Não é só você: há 33 mil anos as pessoas também gostavam de ganhar e dar presentes para os amigos e familiares queridos — pelo menos é isso que indica um estudo publicado no PNAS. Segundo a pesquisa, na pré-história da África era comum que membros de diferentes grupos presenteassem os outros com pingentes feitos de casca de ovo de avestruz.
Os especialistas já sabiam que caçadores-coletores que viviam no deserto de Kalahari, no sul africano, mantinham a prática de dar “souvenirs” para pessoas de outros grupos que estavam passando por situações difíceis. A ideia, como explicam os historiadores, era cimentar esses laços, transmitindo objetos simbólicos para assegurar que poderiam confiar uns nos outros quando fosse necessário.
O que os pesquisadores não sabiam era o quão antiga e ampla era essa prática. Graças a alguns pingentes encontrados em Lesoto, os estudiosos puderam concluir que a ideia de presentear o próximo era amplamente aceita no sul da África há pelos menos 33 mil anos.

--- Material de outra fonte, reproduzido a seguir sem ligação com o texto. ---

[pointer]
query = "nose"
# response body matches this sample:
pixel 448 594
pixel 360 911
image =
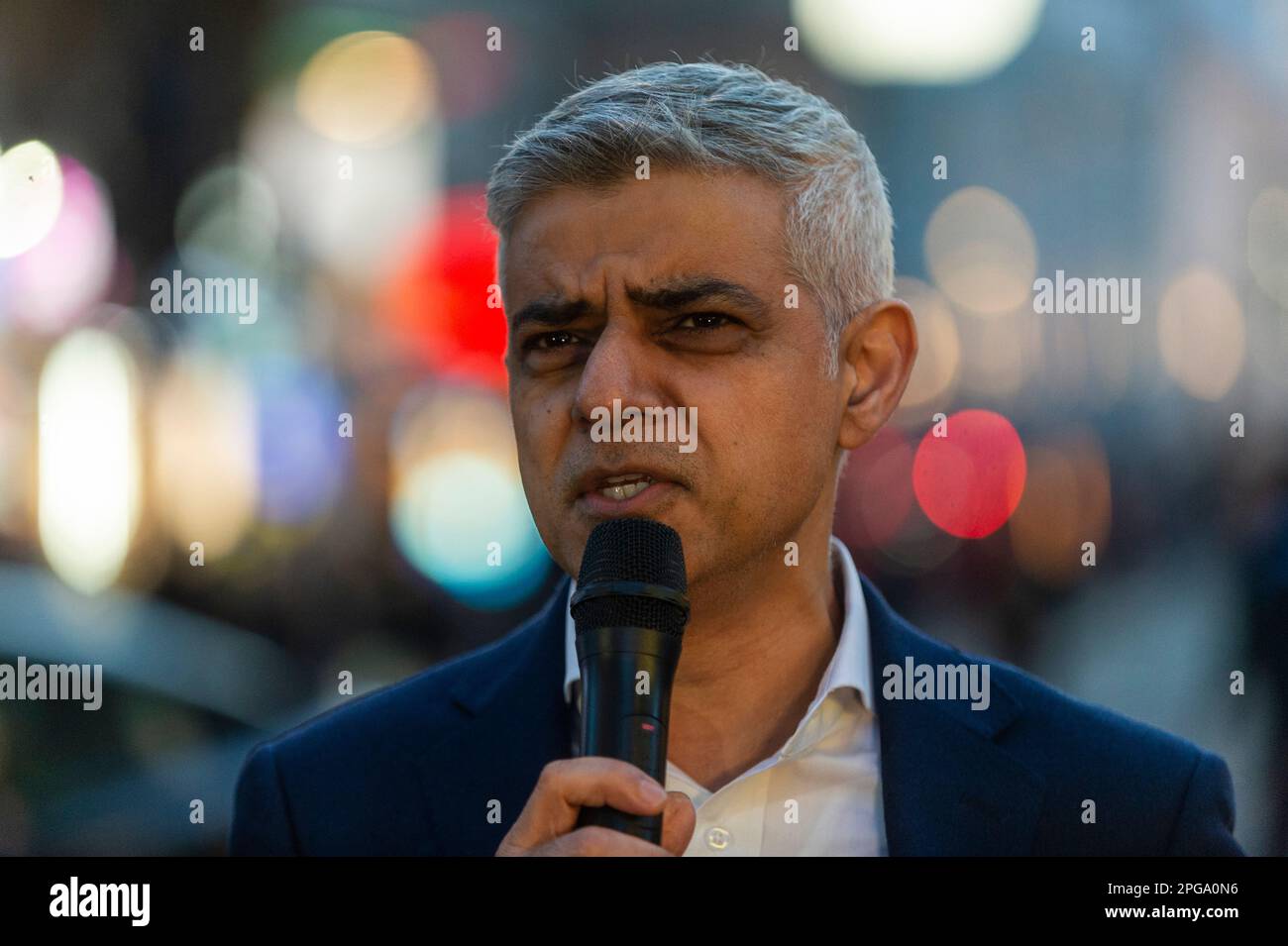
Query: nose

Para Brian Stewart, professor assistente da Universidade de Michigan e coautor do estudo, a descoberta é a prova de que os seres humanos são animais extremamente sociais — algo que se reflete até nas atitudes dos caçadores-coletores há milhares de anos. “As contas de casca de ovo de avestruz e as joias feitas a partir delas agiram basicamente como versões da Idade da Pedra das ‘curtidas’ no Facebook ou no Twitter, simultaneamente reafirmando as conexões entre pessoas e mostrando aos outros o status desses relacionamentos”, afirmou o pesquisador, em comunicado.

Uma rede social
Como explicaram os arqueólogos, a prática já era conhecida, mas, quando eles encontraram ornamentos feitos de casca de ovo de avestruz em Lesoto, perceberam que a troca de presentes era muito mais comum do que se imaginava. Isso porque avestruzes não são comuns daquela região, e os arqueólogos não encontraram evidências de que esses ornamentos eram feitos por lá.
Isso levou a equipe a suspeitar que as pessoas que moravam em Lesoto recebiam esses objetos de outros indivíduos que, por sua vez, teriam ganhado de um terceiro e assim em diante, formando uma “rede de presentes”. Para testar a hipótese os especialistas resolveram analisar a composição química das cascas de ovos em busca de evidências da origem desse material.
De acordo com os pesquisadores, rochas mais antigas, como granito e gnaisse, têm mais estrôncio do que rochas mais jovens, como basalto. Além disso, quando animais como avestruzes se alimentam, parte desses detritos são ingeridos com a comida e se tornam parte de seus ovos. Sendo assim, quando a equipe analisou os pingentes feitos das cascas de ovos, foi possível descobrir qual isótopo do estrôncio era mais abundante nos artefartos, e, então, relacioná-lo ao solo de diferentes regiões.
Após as análises, os estudiosos descobriram que quase 80% dos souvenirs encontrados em Lesoto não poderiam ter se originado de avestruzes que viveram nos arredores da região. “Esses ornamentos vieram consistentemente de longas distâncias”, observou Stewart.

Ainda segundo o estudo, alguns isótopos de estrôncio só são encontrados a mil quilômetros de distância do local, o que é notável para os cientistas. “O cordão mais antigo da nossa amostra tinha o terceiro maior valor de isótopo de estrôncio, por isso também é um dos mais exóticos”, lembrou o especialista.
Suas descobertas também estabelecem que esses pingentes foram trocados durante um período de turbulência climática, cerca de 59 a 25 mil anos atrás — época em que fortalecer relacionamentos entre grupos de caçadores-coletores poderia ser essencial para a sobrevivência das sociedades. “Essas redes de intercâmbio poderiam ser usadas para obter informações sobre recursos, condições de paisagens, animais, alimentos vegetais, outras pessoas e talvez parceiros no casamento”, afirmou Stewart.